Donc, s'efforcer d'oublier ses
ennemis, ou ne diriger vers eux que des pensées de paix est un acte protecteur
tout comme étendre la main pour parer un coup. La persistance de la pensée
bienveillante détourne les mauvaises intentions et les rend inoffensives.
L'injonction du Christ de faire du bien à nos ennemis est basée sur une
loi naturelle. Cela indique que la bienveillance l'emporte sur la malveillance
et qu'elle en détourne les mauvais effets.
II ne faut donc avoir, même
pour ses ennemis, que de bonnes dispositions et des pensées d'amour.
La haine, continue le même
auteur, c'est simplement de la force dépensée à se mettre soi-même
en pièces, car la haine est une force destructive. Le bon vouloir envers
tous est constructeur ; il rend de plus en plus fort.
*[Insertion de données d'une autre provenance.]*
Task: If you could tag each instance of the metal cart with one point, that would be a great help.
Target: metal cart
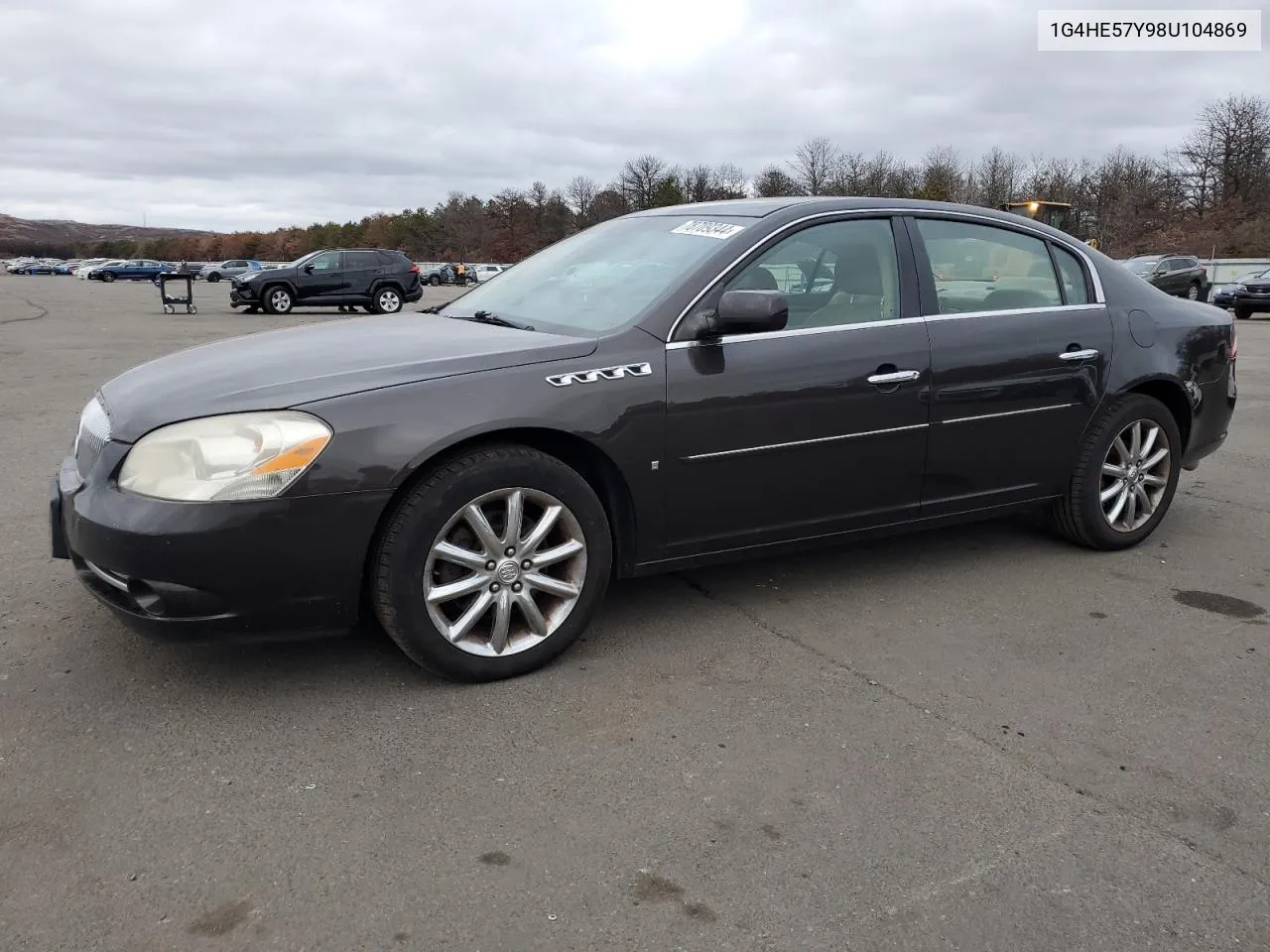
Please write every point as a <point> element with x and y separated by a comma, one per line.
<point>172,299</point>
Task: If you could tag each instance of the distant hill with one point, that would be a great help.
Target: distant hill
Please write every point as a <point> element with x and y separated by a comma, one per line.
<point>45,236</point>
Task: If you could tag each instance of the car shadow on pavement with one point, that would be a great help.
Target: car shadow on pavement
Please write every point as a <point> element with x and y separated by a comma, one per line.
<point>638,615</point>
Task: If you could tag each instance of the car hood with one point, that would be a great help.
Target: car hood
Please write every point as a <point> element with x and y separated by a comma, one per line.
<point>285,368</point>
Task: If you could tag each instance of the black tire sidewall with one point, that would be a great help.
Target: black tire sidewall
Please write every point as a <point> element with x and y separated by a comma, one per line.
<point>403,562</point>
<point>1088,481</point>
<point>266,295</point>
<point>379,293</point>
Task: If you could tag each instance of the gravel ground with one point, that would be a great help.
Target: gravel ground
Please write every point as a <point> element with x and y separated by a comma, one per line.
<point>975,739</point>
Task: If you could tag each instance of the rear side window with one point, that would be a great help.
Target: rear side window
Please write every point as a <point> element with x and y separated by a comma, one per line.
<point>987,268</point>
<point>362,261</point>
<point>1075,286</point>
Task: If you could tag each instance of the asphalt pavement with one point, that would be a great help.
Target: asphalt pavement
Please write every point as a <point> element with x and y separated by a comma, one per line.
<point>975,739</point>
La haine abat. La bonne
volonté envers tous attire de tous ceux avec lesquels on entre en contact des
éléments salutaires et édiflcateurs. Si vous pouviez voir les éléments actifs
volant d'eux à vous, dans leur sympathie pour vous, ils vous
paraîtraient comme de fins ruisselets de vie. Au contraire, les éléments
haineux que vous pouvez exciter chez les autres apparaîtraient s'élancer vers
vous sous la forme de sombres rayons d'une substance nuisible et venimeuse.
En envoyant, à celui qui
vous déteste, une pensée de haine, on ne fait qu'accroître la puissance de cet
élément, parce que ces deux éléments opposés et dangereux se rencontrent et se
mêlent, agissent et réagissent sur ceux qui les ont émis, alimentent sans
cesse leur force de combativité, jusqu'à ce que l'un et l'autre soient
épuisés. L'intérêt, seul, devrait empêcher les gens de se
haïr.
Celui qui est mauvais, qui n'aime
personne et qui déteste beaucoup de monde, peut-il changer ce sentiment et
devenir bon et aimant ? — Oui, il le peut, en y mettant de la bonne volonté, de
la patience et du temps ; car les qualités morales peuvent, comme la force
musculaire, être développées par un exercice spécial régulièrement
suivi. Leroy Berrier s'exprime à ce sujet ainsi qu'il suit dans son
Magnétisme personnel, en traitant de l'Amour et de la Bonté.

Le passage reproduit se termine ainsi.